Mentre la registrazione sonora da cui è tratta la selezione di frammenti è avvenuta durante il nostro primo incontro, nel 2011, le immagini sono state riprese durante un incontro di documentazione avvenuto nella primavera del 2014.

Francesco Perna, durante una conversazione registrata nella sua farmacia (progetto “Officina del racconto”, 2011) mi aveva parlato di Silvana come di una personalità antica e familiare, quasi un mito di fondazione del contado fiesolano. Personaggio resistente e di confine, Silvana è sempre vestita alla moda contadina, con il grembiule blu e le scarpe grosse.
Silvana mi riceve nella cucina, dove registro il suo racconto, popolato da molti oggetti e una ricca documentazione costituita da fotografie di famiglia e libretti colonici preparati in previsione del mio arrivo e dell’intervista. Il racconto si fa testimonianza di una delle famiglie mezzadrili che con il loro lavoro e la loro cultura hanno costruito e curato, palmo a palmo, le terre ed i paesaggi fiesolani. Un racconto solenne, testamento di un’epoca e di una forma di vita.

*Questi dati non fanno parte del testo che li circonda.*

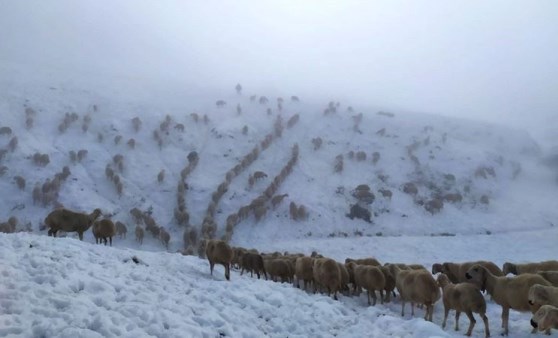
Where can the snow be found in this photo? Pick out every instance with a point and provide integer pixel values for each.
(62, 287)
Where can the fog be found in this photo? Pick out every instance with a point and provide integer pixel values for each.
(489, 60)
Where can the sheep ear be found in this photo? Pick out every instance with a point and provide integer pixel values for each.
(542, 295)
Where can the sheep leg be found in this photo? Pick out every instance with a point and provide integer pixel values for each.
(228, 272)
(472, 322)
(505, 318)
(446, 312)
(486, 327)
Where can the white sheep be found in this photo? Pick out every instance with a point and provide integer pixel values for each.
(545, 318)
(543, 295)
(463, 297)
(509, 293)
(68, 221)
(518, 269)
(369, 278)
(416, 286)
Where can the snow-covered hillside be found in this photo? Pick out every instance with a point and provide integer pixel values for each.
(63, 287)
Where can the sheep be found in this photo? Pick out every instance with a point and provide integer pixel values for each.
(277, 199)
(102, 230)
(410, 188)
(364, 261)
(139, 234)
(543, 295)
(359, 212)
(252, 262)
(434, 205)
(164, 236)
(551, 276)
(278, 268)
(456, 271)
(121, 229)
(370, 278)
(416, 286)
(304, 270)
(301, 213)
(518, 269)
(327, 274)
(70, 221)
(9, 226)
(161, 176)
(345, 278)
(389, 285)
(219, 252)
(509, 293)
(6, 131)
(317, 142)
(463, 297)
(545, 318)
(293, 211)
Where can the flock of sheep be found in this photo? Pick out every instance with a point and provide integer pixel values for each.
(460, 286)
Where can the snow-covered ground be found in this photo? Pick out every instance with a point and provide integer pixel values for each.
(66, 288)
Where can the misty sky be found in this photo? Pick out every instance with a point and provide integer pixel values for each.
(495, 60)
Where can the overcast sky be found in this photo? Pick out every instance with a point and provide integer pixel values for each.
(495, 60)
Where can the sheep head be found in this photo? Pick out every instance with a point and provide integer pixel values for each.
(538, 292)
(442, 280)
(94, 215)
(437, 267)
(509, 268)
(478, 275)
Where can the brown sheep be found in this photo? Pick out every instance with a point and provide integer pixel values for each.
(161, 176)
(139, 234)
(278, 268)
(327, 275)
(293, 211)
(364, 261)
(219, 252)
(518, 269)
(277, 199)
(102, 230)
(463, 297)
(369, 278)
(545, 318)
(164, 236)
(121, 229)
(304, 270)
(390, 283)
(551, 276)
(456, 271)
(509, 293)
(416, 286)
(252, 262)
(70, 221)
(259, 175)
(9, 226)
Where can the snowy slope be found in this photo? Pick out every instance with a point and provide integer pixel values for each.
(63, 287)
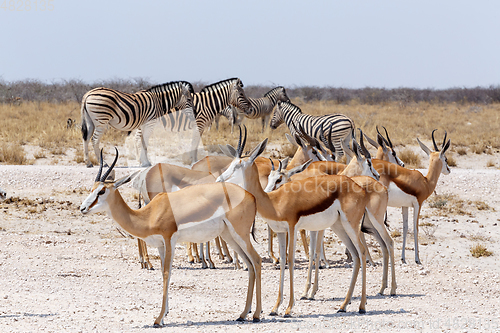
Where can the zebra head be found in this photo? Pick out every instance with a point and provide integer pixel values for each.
(237, 97)
(282, 96)
(278, 117)
(185, 100)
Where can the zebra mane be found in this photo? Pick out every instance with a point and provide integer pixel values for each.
(290, 106)
(270, 92)
(170, 84)
(214, 86)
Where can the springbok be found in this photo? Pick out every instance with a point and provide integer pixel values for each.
(196, 213)
(314, 205)
(409, 188)
(377, 205)
(166, 178)
(385, 149)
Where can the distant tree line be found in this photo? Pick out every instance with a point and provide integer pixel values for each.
(73, 90)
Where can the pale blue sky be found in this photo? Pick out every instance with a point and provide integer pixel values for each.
(352, 44)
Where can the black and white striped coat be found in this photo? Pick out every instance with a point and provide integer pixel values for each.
(212, 100)
(338, 126)
(103, 107)
(262, 108)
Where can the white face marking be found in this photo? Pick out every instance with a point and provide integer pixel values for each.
(100, 195)
(275, 180)
(235, 173)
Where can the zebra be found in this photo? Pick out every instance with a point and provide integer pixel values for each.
(126, 112)
(213, 99)
(338, 126)
(263, 107)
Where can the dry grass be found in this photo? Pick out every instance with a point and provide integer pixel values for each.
(479, 250)
(13, 153)
(21, 125)
(451, 204)
(461, 151)
(395, 234)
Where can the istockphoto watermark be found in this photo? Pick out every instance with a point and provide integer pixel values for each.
(381, 325)
(27, 5)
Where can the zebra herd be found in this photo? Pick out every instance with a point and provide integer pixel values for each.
(180, 109)
(205, 202)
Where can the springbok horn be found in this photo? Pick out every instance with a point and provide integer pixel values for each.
(385, 140)
(98, 178)
(244, 140)
(362, 145)
(434, 141)
(387, 135)
(238, 148)
(111, 167)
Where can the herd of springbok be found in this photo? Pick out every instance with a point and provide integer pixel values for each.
(220, 197)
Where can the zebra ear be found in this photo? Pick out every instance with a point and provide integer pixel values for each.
(291, 140)
(227, 151)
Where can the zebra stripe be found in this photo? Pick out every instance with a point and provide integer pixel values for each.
(341, 126)
(263, 106)
(212, 100)
(103, 107)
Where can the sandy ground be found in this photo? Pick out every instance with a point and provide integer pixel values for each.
(64, 272)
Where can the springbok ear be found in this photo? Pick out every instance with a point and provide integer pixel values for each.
(229, 152)
(424, 147)
(258, 150)
(291, 140)
(445, 148)
(299, 168)
(371, 141)
(347, 150)
(285, 162)
(125, 180)
(381, 142)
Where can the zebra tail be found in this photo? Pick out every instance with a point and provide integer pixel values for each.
(85, 129)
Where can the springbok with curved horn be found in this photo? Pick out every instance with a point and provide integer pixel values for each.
(385, 149)
(377, 205)
(409, 188)
(327, 201)
(196, 213)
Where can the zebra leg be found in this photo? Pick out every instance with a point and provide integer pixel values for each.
(87, 134)
(96, 139)
(146, 130)
(194, 145)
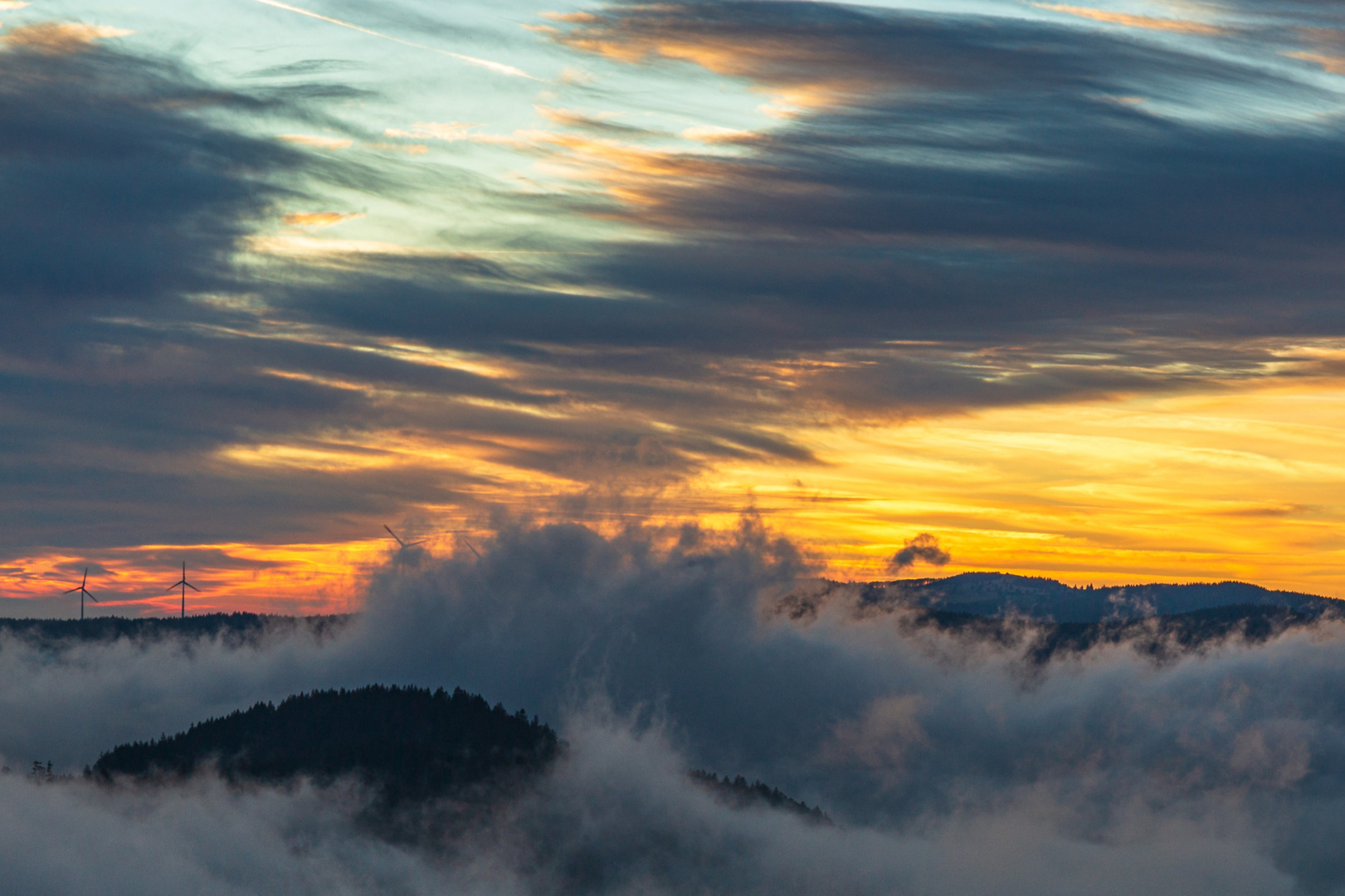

La selezione di frammenti che compongono questo paesaggio narrativo è legata alla volontà di fare emergere i legami tra la scelta di vita di Silvana, la sua fedeltà alla terra, la vivacità della sua memoria, la ricchezza della cucina e della tavola contadina. Il racconto si apre con una dichiarazione di amore per la terra e si sviluppa in una successione d’immagini e descrizioni, tra colture stagionali e preparazione dei cibi legati alle stagioni e ai tempi del lavoro e della festa, legando fortemente il regime di parsimonia della famiglia contadina (un coniglio per 11 persone) alla ricchezza e creatività, connessa al ciclo delle stagioni, della sua cucina. Companatico, arrosto morto, intinto, pane santo e polenta fritta, panzanelle… il lessico di Silvana porta nel presente della narrazione il profondo solido patrimonio culturale delle campagne mezzadrili.